1

I'd like to read SELECTED multiple files with sparklyr. I have multiple csv files (eg. a1.csv, a2.csv, a3.csv, a4.csv, a5.csv) in a folder, and I'd like to read a2.csv, a3.csv, a4.csv files at once if possible.

I know I can read csv file with spark_read_csv(sc, "cash", "/dir1/folder1/a2") so I tried

a_all <- data.frame(col1=integer(),col2=integer())
a_all <- sdf_copy_to(sc, a_all, "a_all")


for(i in 2:4){
     tmp1 <- spark_read_csv(sc=sc, name="tmp1", paste0("/dir1/folder1/a",i))
     a_all <- sdf_bind_rows(a_all, tmp1)
}

As a result I will get a spark_tbl which is binding a2.csv, a3.csv, a4.csv files rbind(a2,a3,a4).
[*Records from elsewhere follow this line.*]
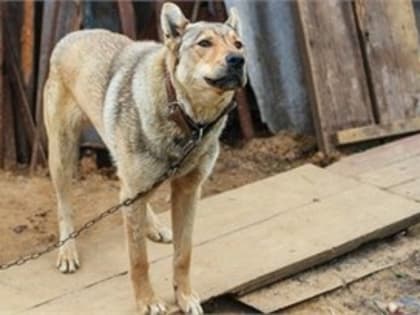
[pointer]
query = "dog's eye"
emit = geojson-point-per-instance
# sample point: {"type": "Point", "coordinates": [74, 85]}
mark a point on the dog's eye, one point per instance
{"type": "Point", "coordinates": [238, 44]}
{"type": "Point", "coordinates": [204, 43]}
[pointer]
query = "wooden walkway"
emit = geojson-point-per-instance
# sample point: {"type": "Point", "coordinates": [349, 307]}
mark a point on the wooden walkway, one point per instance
{"type": "Point", "coordinates": [244, 238]}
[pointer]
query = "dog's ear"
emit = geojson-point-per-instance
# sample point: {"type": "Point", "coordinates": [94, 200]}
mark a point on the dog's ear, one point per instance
{"type": "Point", "coordinates": [172, 20]}
{"type": "Point", "coordinates": [233, 19]}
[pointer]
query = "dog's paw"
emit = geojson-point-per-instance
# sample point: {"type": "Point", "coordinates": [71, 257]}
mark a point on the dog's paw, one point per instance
{"type": "Point", "coordinates": [68, 259]}
{"type": "Point", "coordinates": [159, 234]}
{"type": "Point", "coordinates": [152, 307]}
{"type": "Point", "coordinates": [189, 303]}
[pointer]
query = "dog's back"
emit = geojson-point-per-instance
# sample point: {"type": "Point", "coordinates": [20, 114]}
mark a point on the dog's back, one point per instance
{"type": "Point", "coordinates": [81, 62]}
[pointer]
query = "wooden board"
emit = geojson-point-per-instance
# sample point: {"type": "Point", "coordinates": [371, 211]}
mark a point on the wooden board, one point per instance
{"type": "Point", "coordinates": [339, 94]}
{"type": "Point", "coordinates": [378, 157]}
{"type": "Point", "coordinates": [394, 174]}
{"type": "Point", "coordinates": [218, 215]}
{"type": "Point", "coordinates": [284, 241]}
{"type": "Point", "coordinates": [409, 189]}
{"type": "Point", "coordinates": [373, 132]}
{"type": "Point", "coordinates": [326, 278]}
{"type": "Point", "coordinates": [281, 246]}
{"type": "Point", "coordinates": [390, 41]}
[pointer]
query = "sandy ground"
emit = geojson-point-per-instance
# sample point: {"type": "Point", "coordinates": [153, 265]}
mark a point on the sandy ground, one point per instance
{"type": "Point", "coordinates": [27, 204]}
{"type": "Point", "coordinates": [28, 220]}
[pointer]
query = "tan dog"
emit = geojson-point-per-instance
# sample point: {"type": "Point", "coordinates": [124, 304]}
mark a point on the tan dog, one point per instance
{"type": "Point", "coordinates": [120, 86]}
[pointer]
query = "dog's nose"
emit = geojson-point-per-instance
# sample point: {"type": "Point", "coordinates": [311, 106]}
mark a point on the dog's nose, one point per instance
{"type": "Point", "coordinates": [235, 60]}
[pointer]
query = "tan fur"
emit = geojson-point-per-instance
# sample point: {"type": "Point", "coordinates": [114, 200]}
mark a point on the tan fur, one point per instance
{"type": "Point", "coordinates": [119, 86]}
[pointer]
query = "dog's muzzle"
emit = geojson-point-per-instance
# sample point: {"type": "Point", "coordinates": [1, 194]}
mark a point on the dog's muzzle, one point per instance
{"type": "Point", "coordinates": [234, 76]}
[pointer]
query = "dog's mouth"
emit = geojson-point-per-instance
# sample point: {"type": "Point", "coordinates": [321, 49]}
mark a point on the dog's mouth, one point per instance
{"type": "Point", "coordinates": [230, 81]}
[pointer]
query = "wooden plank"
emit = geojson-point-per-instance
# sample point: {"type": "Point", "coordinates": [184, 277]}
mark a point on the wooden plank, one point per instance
{"type": "Point", "coordinates": [281, 245]}
{"type": "Point", "coordinates": [394, 174]}
{"type": "Point", "coordinates": [378, 157]}
{"type": "Point", "coordinates": [298, 187]}
{"type": "Point", "coordinates": [372, 132]}
{"type": "Point", "coordinates": [339, 94]}
{"type": "Point", "coordinates": [327, 278]}
{"type": "Point", "coordinates": [390, 40]}
{"type": "Point", "coordinates": [409, 189]}
{"type": "Point", "coordinates": [127, 18]}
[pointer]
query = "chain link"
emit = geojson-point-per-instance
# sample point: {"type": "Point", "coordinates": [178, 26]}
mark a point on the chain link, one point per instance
{"type": "Point", "coordinates": [73, 235]}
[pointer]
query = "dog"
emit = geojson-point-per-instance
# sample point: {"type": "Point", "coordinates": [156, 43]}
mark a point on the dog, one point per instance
{"type": "Point", "coordinates": [127, 90]}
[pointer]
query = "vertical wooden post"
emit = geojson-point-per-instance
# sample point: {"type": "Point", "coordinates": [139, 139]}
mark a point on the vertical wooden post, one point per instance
{"type": "Point", "coordinates": [49, 21]}
{"type": "Point", "coordinates": [244, 114]}
{"type": "Point", "coordinates": [127, 18]}
{"type": "Point", "coordinates": [9, 131]}
{"type": "Point", "coordinates": [27, 38]}
{"type": "Point", "coordinates": [2, 121]}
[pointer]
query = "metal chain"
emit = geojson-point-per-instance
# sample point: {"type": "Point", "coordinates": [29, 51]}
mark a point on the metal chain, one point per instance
{"type": "Point", "coordinates": [74, 234]}
{"type": "Point", "coordinates": [127, 202]}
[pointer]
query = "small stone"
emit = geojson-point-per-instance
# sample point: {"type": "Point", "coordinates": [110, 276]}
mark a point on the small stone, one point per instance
{"type": "Point", "coordinates": [20, 228]}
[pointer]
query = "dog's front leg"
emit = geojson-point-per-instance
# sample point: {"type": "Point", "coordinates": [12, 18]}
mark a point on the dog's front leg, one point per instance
{"type": "Point", "coordinates": [135, 219]}
{"type": "Point", "coordinates": [185, 194]}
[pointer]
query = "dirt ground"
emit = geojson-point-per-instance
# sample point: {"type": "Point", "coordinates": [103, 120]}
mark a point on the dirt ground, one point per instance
{"type": "Point", "coordinates": [28, 219]}
{"type": "Point", "coordinates": [27, 204]}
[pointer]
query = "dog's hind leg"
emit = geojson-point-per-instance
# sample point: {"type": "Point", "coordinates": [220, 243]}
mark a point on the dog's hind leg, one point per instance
{"type": "Point", "coordinates": [185, 194]}
{"type": "Point", "coordinates": [135, 218]}
{"type": "Point", "coordinates": [63, 120]}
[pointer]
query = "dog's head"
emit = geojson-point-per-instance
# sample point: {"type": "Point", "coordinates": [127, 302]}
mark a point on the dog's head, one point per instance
{"type": "Point", "coordinates": [206, 55]}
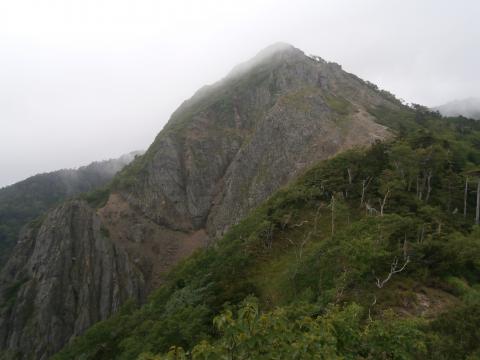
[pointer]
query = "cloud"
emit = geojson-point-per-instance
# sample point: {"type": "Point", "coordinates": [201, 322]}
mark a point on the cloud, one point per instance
{"type": "Point", "coordinates": [89, 80]}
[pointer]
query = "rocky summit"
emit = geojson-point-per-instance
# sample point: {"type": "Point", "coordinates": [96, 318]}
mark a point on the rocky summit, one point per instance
{"type": "Point", "coordinates": [223, 152]}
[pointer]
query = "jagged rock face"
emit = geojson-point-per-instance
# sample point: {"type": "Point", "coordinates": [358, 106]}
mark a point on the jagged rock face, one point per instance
{"type": "Point", "coordinates": [62, 278]}
{"type": "Point", "coordinates": [235, 142]}
{"type": "Point", "coordinates": [223, 152]}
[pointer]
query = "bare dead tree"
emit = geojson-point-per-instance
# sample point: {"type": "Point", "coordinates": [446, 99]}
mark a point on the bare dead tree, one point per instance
{"type": "Point", "coordinates": [317, 215]}
{"type": "Point", "coordinates": [384, 201]}
{"type": "Point", "coordinates": [465, 197]}
{"type": "Point", "coordinates": [429, 187]}
{"type": "Point", "coordinates": [365, 184]}
{"type": "Point", "coordinates": [371, 307]}
{"type": "Point", "coordinates": [394, 269]}
{"type": "Point", "coordinates": [332, 208]}
{"type": "Point", "coordinates": [349, 172]}
{"type": "Point", "coordinates": [370, 209]}
{"type": "Point", "coordinates": [477, 213]}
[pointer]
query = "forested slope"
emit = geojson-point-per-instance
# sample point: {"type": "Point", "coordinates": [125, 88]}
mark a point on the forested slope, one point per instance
{"type": "Point", "coordinates": [372, 254]}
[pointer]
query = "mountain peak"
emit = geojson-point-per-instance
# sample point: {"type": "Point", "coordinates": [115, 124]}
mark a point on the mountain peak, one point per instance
{"type": "Point", "coordinates": [279, 51]}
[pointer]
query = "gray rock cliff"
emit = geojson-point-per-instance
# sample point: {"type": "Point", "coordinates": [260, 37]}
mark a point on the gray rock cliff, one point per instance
{"type": "Point", "coordinates": [223, 152]}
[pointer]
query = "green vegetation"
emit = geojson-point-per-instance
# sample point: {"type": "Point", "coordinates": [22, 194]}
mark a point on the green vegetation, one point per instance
{"type": "Point", "coordinates": [373, 254]}
{"type": "Point", "coordinates": [26, 200]}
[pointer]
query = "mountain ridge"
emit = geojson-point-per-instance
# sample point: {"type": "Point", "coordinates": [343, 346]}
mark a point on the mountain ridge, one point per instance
{"type": "Point", "coordinates": [221, 154]}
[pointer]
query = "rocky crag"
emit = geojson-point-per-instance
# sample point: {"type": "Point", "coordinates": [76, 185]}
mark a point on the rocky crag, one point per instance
{"type": "Point", "coordinates": [223, 152]}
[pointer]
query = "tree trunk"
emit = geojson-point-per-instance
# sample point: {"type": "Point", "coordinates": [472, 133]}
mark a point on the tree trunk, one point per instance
{"type": "Point", "coordinates": [477, 215]}
{"type": "Point", "coordinates": [332, 204]}
{"type": "Point", "coordinates": [382, 204]}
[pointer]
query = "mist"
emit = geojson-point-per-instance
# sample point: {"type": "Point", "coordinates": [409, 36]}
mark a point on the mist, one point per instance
{"type": "Point", "coordinates": [89, 80]}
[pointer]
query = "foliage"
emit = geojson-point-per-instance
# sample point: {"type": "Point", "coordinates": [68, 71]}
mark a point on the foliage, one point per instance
{"type": "Point", "coordinates": [341, 264]}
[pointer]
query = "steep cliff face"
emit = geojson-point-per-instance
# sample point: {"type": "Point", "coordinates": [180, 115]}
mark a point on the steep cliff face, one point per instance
{"type": "Point", "coordinates": [233, 143]}
{"type": "Point", "coordinates": [63, 276]}
{"type": "Point", "coordinates": [27, 199]}
{"type": "Point", "coordinates": [223, 152]}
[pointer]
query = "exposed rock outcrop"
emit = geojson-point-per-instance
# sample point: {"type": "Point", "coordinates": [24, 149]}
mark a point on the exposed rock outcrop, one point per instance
{"type": "Point", "coordinates": [223, 152]}
{"type": "Point", "coordinates": [64, 276]}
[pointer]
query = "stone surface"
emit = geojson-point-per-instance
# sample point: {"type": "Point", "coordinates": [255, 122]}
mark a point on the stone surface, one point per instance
{"type": "Point", "coordinates": [223, 152]}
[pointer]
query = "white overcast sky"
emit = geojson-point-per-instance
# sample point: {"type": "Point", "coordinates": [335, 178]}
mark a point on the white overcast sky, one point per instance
{"type": "Point", "coordinates": [92, 79]}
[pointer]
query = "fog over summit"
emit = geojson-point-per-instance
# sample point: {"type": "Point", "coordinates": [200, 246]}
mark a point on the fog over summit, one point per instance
{"type": "Point", "coordinates": [86, 81]}
{"type": "Point", "coordinates": [466, 107]}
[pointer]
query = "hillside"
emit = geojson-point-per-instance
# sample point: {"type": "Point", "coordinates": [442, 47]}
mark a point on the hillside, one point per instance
{"type": "Point", "coordinates": [469, 108]}
{"type": "Point", "coordinates": [373, 254]}
{"type": "Point", "coordinates": [222, 153]}
{"type": "Point", "coordinates": [26, 200]}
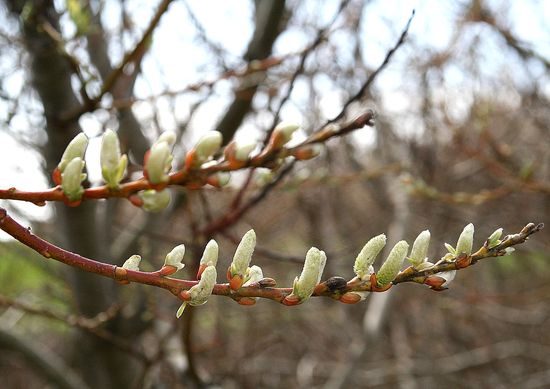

I think there is a way to do it easier (maybe without for loop) by using path= but I am not sure how to select only few csv files in a folder. Please help!

Kate
  • 33
  • 2
  • Unfortunately `sparklyr` doesn't support multiple paths in a single `spark_read_source` call (see https://stackoverflow.com/q/49586714/6910411). In such simple case you `spark_read_csv(sc=sc, name="tmp1", "/dir1/folder1/a[234].csv"))` but it has rather limited applications. You could try to drop down to SQL, but I doubt it is worth all the fuss. In other words your code looks just fine. – zero323 Jan 24 '19 at 15:22

0 Answers0